Le personnage de Lucille pointe cette injustice. Elle était aussi brillante que les deux autres femmes. Ses conditions d’existence seules lui ont interdit de se réaliser pleinement, comme Marie et la narratrice, dans une profession qu’elle aurait choisie. Dans un mouvement de révolte sur lequel je reviendrai, elle rappelle à la narratrice ses succès académiques et professionnels : « Je suis sortie première de ma promotion à l’École polytechnique. J’ai été embauchée à vingt ans par le plus gros bureau d’ingénieurs de Montréal. » (p. 261) Lucille est donc une femme qui a réussi, mais elle n’a pas obtenu de reconnaissance dans la sphère publique, comme celle dont jouit Marie et, dans une moindre mesure, la narratrice.

Lucille est aussi déclassée parce qu’elle ne maîtrise pas les codes de la beauté et de l’élégance, ou ne peut le faire en raison de la pauvreté dans laquelle elle est replongée. Or, on sait que les normes de beauté sont indissociables des classes sociales. Tous les enfants issus d’une famille modeste connaissent profondément ce principe : ils ont vécu la honte d’être habillés avec des vêtements qui signalaient sans équivoque leur condition sociale, des vêtements achetés chez Croteau, par exemple. La capacité à bien s’habiller n’est pas juste liée à l’argent, elle est surtout indissociable d’une connaissance du bon goût, que seule une élévation sociale peut nous procurer. C’est pour cette raison que les nouveaux riches dépenseront tout l’argent qu’il faudra pour fringuer leur progéniture selon la dernière mode. Et c’est pour ça que, par exemple, même si la précarité nous accable, Amélie et moi, je ne pourrais plus me passer des palettes d’ombres à paupières de luxe, des brillants à lèvres onéreux et des parfums que je me suis procurés en des temps plus prospères. On vainc la honte comme on peut. Est donc considéré élégant ce qui est prisé par une certaine élite, ce qui sent l’argent, et méprisé, ce qui fait pauvre. Marie, symbole d’un raffinement teinté de mépris, confie à son amie: « ‘Je n’en peux plus, des fois, de Lucille. Elle ne sortira jamais de son milieu. Tu as vu comment elle s’habille! Ses cheveux, ça n’a pas beaucoup de bon sens!’ Lucille, c’est vrai, se faisait teindre les cheveux à la maison par une de ses cousines. Elle était fagotée, elle économisait son argent pour Augustin, pour le moment où ils ne seraient plus là, son mari et elle. » (p. 257-258)

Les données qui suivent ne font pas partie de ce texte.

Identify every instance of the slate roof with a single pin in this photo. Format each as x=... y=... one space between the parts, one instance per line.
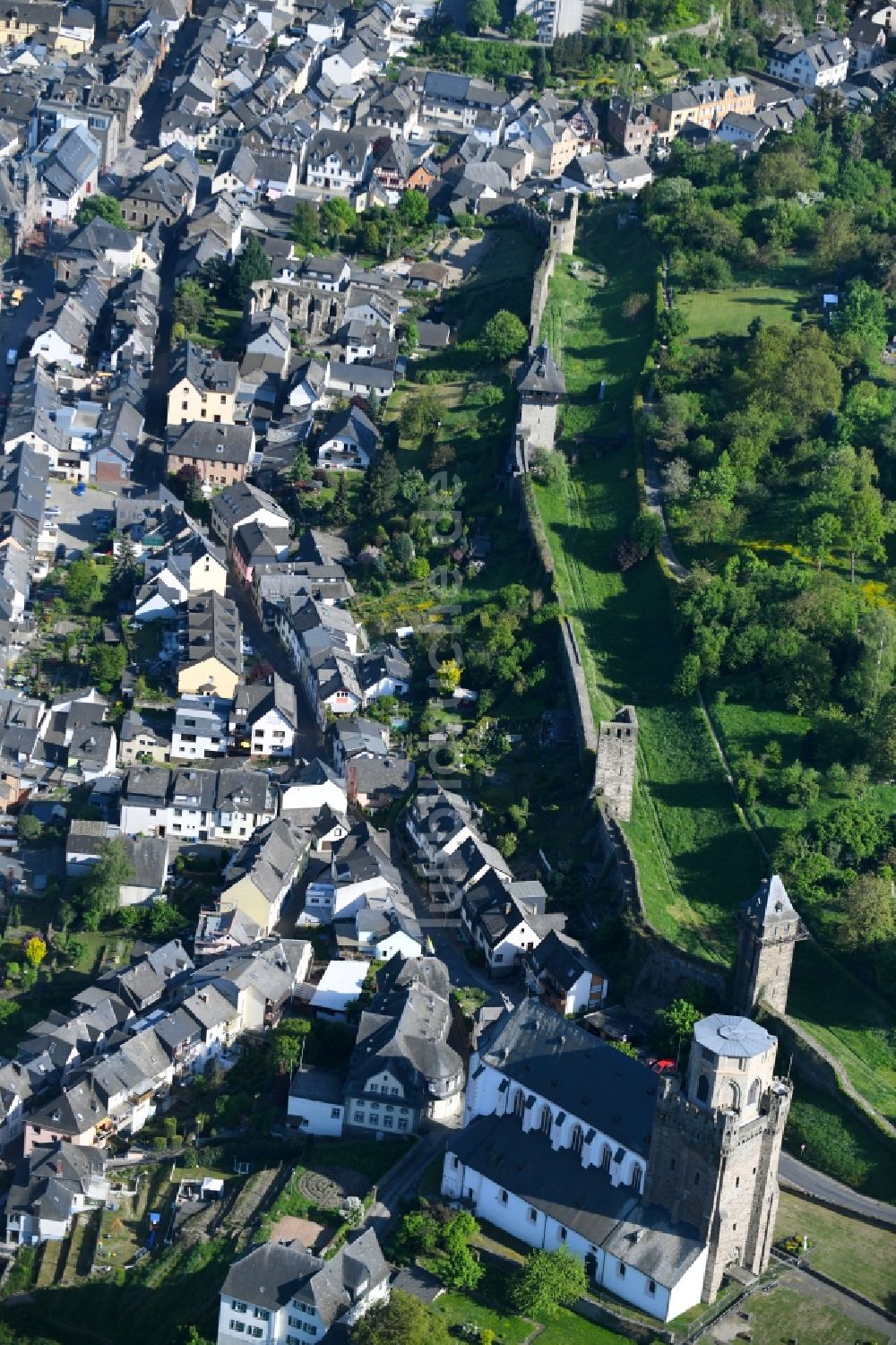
x=582 y=1199
x=405 y=1030
x=215 y=443
x=272 y=1275
x=51 y=1181
x=585 y=1076
x=541 y=375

Augustin est le fils gravement malade de Lucille, « le plus attachant, le plus vulnérable » (p. 252) de ses enfants, figure magnifique et tragique, autour de laquelle s’articule le texte, qui commence par l’annonce de sa mort. Tragique, il l’est en raison de la conscience qu’il a de sa condition: « Juste assez lucide, et c’est bien le plus triste pour comprendre qu’il n’était pas comme les autres, qu’il n’aurait jamais ce qu’il faut pour voler de ses propres ailes. » (p. 253) LaRue décrit avec émotion la solitude profonde et irrémédiable d’Augustin : « La tristesse que vous surpreniez chez Augustin quand il restait seul sur le talus à attendre les autres, quand ils le délaissèrent un à un avec l’âge, […], quand il comprit qu’avec les filles il était largement hors jeu même s’il les aimait et les désirait comme un homme, quand il fallut accepter, avec sa pauvre intelligence et son coeur sensible, qu’il ne pouvait pas faire plus […] ». (p. 255) Tragique, Augustin l’est par la signification que prend pour l’intellectuelle, un être aux prises avec une « intelligence limitée » (p. 255), forcément scandaleuse pour celle qui valorise plus que tout la vie de l’esprit, même si, grâce à sa mère, « Augustin possédait plus de vocabulaire qu’un individu moyen [et] se défendait honorablement au scrabble » (p. 255). On aurait pourtant tort de voir de la condescendance dans ce portrait d’Augustin. Le rapport de la narratrice à Augustin est beaucoup plus complexe. Je parlais au début de mon billet de la position d’absente de LaRue. À plusieurs moments de son essai, elle pose ce constat avec un détachement apparent. Le sentiment qui traverse « La Leçon de Jérusalem » n’en est pas moins une humiliation douloureuse. Comment ne pas sentir dans les descriptions d’Augustin la profonde compréhension que LaRue détient de l’humiliation, même si ces deux humiliations sont sans commune mesure, même si l’injustice que LaRue a subie est infiniment moins grave que celle que représente la vie d’Augustin?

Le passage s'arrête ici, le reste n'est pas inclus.